Cerebral compliance allows a compensation phase during which brain adapts itself to variations of volume in one or the other of the compartments. For instance, blood volume can vary by distension or contraction of blood vessels, and volume of CSF by the regulation of its production and re-absorption cycle.
Cerebral compliance has its limits though. After some time, the de-compensation phase is reached, which provokes a rapid increase in ICP, with serious complications for the patient. ICP monitoring is used to avoid the switch from the compensation phase to the de-compensation phase.
II - Normal vs pathological values of ICP:
The reference measurement of CSF pressure is measured at the level of the cerebral ventricles: this is the intra-ventricular pressure. It is often also called intra-cranial pressure (ICP).
The figures hereafter are indicative values which show that ICP is lower among children than among adults. Indeed, in the infant, since the cranium bones are not knit together, a deformation is still possible, that will compensate part of the variation in volume of one of the compartment avoiding an increase in pressure.
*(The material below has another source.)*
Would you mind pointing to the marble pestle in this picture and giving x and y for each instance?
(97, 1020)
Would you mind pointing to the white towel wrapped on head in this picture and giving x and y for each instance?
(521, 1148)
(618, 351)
Symptoms of a rise in ICP are headaches, vomiting, visual troubles, consciousness troubles.
Normal ICP value (adult lying on his side) is comprised between 6 and 15 mmHg. The pressure is almost zero or even negative when standing up.
Above 20 mmHg, the situation is pathological.
Between 15 and 20 mmHg, symptoms will vary among patients. Some will not develop any symptom, even with ICP superior to 15 mmHg. Others will not withstand it and will develop some or all of symptoms described above (headaches, vomiting, visual or consciousness troubles…).
The scheme below give ICP values on two different scales: mmHg and mmH2O. Most of the time, ICP is given in mmHg.
III - Objective of ICP monitoring:
The objective of ICP monitoring is to follow the trend of intracranial pressure, because the pressure values determine what interventions are necessary to avoid any additional cerebral lesion, which could be irreversible and lethal.
ICP monitoring gives access to the Cerebral Pressure Perfusion value, which is very important, because CPP is the pressure allowing a correct brain perfusion, and then a correct oxygenation. Should CPP be insufficient, ischemia would appear, leading to a decrease of blood-brain barrier efficiency. In parallel, excessive ICP can lead to brain herniation.
That is the reason why ICP is monitored to maintain CPP at 60/70 mmHg to avoid to reach the de-compensation phase and to avoid ischemia.
ICP is monitored thanks to a dedicated monitoring system such as the Pressio®, in the Intensive Care Unit of the hospital.
A pressure-sensor tipped catheter is inserted into the brain of the patient, through a small hole in the cranium. The other extremity of the catheter is connected to a monitor, which displays the ICP values. These ICP values have to meet the alarm threshold criteria entered in the system, otherwise the monitor will emit a warning signal.